Aber auch die Tiefenpsychologen der Finanzwelt wissen um diesen Selbstzweifel und bohrten in den vergangenen Jahren immer wieder in der Wunde, um das verzagte Volk auf Zockerkurs zu bringen. Die Deutschen gingen lieber in den Konsumstreik und legten ihre Habseligkeiten aufs jämmerliche Sparbuch, argumentierten sie, statt Kredite aufzunehmen und das Geld für hohe Renditen arbeiten zu lassen.

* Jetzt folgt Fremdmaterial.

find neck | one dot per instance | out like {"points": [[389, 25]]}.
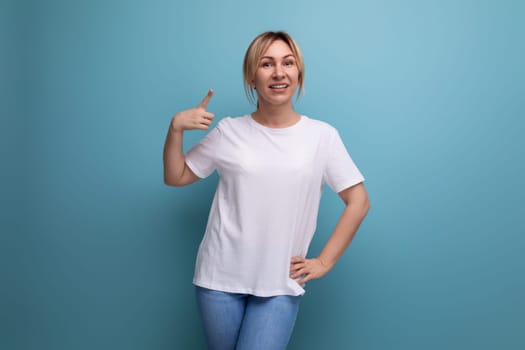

Schließlich seien die Deutschen selbst Schuld daran, dass der Aufschwung nicht bei ihnen ankomme, man möge sich bitteschön ein Beispiel nehmen: 56 Milliarden Euro mehr an jährlicher Rendite könnten die Bundesbürger erwirtschaften, wenn sie so viel in Wertpapiere investierten wie die cleveren US-Bürger, rechnete der Bundesverband Investment und Asset im Sommer 2007 vor - zum Zeitpunkt also, als die ersten Vorbeben der Krise schon die Banken erschütterten, während die Aktien noch in schwindelnden Höhen tanzten.

Die Deutschen zweifelten zwar wieder einmal an sich selbst und glaubten auch den Finanzexperten, dass sie dumm seien. Aber ihnen behagten diese Anzugträger in den Hinterzimmern ihrer Kreditinstitute nun einmal nicht, die in wenigen Jahren von biederen Bankbeamten zu rhetorischen Zauberkünstlern mutiert waren. Ebenso wenig trauten sie den Prospekten mit ihren bunten Bildern von gesicherten Bergsteigern, die hohe Renditen und null Risiko versprachen.

Dabei hatten die Bundesbürger nicht einmal prinzipiell etwas gegen Aktien. Aber sie spürten seit dem Platzen der New-Economy-Blase ein Unbehagen an einem Turbokapitalismus, der die Reichen immer reicher und alle anderen ärmer machte. Sie ahnten den Abgrund, der am Ende der Gier stehen würde. Deshalb hatten nur sechs Prozent der Deutschen in Aktien investiert, als die Börsenkurse 2007 ihren Zenit erreichten.

Die Moral von der Geschicht’? Es waren die deutschen Sekundärtugenden Bescheidenheit und Vorsicht, die die Bundesbürger in diesem Finanzdesaster vor dem Schlimmsten bewahrten. Wir sollten uns derer nicht länger schämen.